PD Control of Ball and Plate System (Stewart Platform) via Python and Arduino Answered
I'm prototyping a 6-DOF Stewart Platform, i.e. a parallel mechanism also known as hexapod, with an embedded resistive touchscreen on its top plate that captures the current position of a ball moving on it. Coordinates are stored by Arduino Due and sent via serial to a Python script which elaborates data, computes inverse kinematics and outputs the 6 servo angles (again via serial port) to Arduino that, finally, moves the arms. As you can notice, velocity is obtained by a one-side differentiator and here it comes my first question: how much should be the sampling step? It takes 124 microseconds for Arduino to execute both the "AnalogRead" functions, but coordinates are stored in Python at a different clock (order of one millisecond). I picked sampling step h (see attachment 2) equal to the computational time of the Python script, with decent results, but still I'm not convinced.
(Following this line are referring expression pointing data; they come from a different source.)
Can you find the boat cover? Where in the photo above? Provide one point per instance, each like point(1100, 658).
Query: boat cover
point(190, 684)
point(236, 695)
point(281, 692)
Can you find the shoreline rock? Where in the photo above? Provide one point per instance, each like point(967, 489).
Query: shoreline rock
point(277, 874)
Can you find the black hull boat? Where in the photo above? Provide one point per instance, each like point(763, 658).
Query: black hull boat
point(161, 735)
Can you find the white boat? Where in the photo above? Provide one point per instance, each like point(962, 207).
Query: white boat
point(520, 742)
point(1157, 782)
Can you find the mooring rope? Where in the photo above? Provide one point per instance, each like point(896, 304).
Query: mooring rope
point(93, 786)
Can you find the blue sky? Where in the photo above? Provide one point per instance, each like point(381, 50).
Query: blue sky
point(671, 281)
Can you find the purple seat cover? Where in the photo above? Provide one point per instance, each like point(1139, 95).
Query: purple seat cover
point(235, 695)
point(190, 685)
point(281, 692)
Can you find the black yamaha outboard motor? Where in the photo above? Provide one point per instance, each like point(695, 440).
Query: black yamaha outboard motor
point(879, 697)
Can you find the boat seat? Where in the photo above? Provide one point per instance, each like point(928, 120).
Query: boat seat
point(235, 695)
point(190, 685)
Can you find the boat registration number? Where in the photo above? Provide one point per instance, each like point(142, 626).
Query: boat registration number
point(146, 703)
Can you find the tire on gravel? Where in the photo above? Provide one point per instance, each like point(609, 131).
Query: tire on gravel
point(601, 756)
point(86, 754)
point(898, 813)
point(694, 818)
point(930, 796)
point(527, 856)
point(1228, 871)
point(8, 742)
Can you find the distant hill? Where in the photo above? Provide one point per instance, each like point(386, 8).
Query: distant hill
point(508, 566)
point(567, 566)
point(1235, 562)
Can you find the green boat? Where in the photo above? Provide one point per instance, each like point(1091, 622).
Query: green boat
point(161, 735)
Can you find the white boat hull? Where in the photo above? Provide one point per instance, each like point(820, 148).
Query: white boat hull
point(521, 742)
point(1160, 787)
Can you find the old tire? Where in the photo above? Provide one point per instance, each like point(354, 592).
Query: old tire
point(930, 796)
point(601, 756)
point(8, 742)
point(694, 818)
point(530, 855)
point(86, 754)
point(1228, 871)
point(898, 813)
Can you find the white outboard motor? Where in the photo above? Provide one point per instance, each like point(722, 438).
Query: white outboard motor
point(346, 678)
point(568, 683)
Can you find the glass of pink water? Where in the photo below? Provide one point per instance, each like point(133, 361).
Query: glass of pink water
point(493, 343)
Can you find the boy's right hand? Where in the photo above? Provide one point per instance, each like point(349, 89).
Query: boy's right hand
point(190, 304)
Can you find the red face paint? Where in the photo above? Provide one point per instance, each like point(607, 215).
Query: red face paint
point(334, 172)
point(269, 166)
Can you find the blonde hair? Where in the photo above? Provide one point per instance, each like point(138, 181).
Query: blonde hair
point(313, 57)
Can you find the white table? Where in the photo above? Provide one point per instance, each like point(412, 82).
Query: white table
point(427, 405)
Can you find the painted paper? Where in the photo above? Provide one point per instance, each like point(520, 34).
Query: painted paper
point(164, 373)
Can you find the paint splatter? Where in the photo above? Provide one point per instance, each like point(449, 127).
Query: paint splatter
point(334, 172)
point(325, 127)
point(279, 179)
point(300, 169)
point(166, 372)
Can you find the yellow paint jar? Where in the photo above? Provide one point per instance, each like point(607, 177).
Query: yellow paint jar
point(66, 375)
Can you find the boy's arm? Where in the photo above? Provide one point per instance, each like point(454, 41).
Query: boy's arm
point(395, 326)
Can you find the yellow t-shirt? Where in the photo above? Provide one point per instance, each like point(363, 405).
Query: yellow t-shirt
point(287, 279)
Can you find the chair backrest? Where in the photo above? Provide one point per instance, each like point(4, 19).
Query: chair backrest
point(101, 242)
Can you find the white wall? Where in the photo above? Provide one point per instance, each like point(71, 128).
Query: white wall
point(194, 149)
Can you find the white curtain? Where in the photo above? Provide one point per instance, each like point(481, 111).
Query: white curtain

My second issue regards tuning of the PD controller: I first described the system with a double-integrator transfer function (from assumptions and simplifications over ball&plate control) but the obtained controller parameters were far from the optimal ones. Therefore a simplified model of motor dynamics was added to the transfer function and new PD constants were implemented: simulation and real behaviors are far from being identical (high delay, not null steady-state error, higher rise time, etc.); however, inside small ranges of error and with reduced velocity, the ball reaches an equilibrium basin. The third attachment depicts the final transfer function where:
- K is K_m*K_ball*g (K_m:motor gain constant, K_ball: ball inertia, g: gravitational force)
- T is tau_m: motor time constant;
I set K_m and tau_m equals to torque (Kg*m) and velocity (rad/s) respectively, according to servomotors datasheet: is this the right choice?
Thanks to everyone for even reading and for any upcoming help.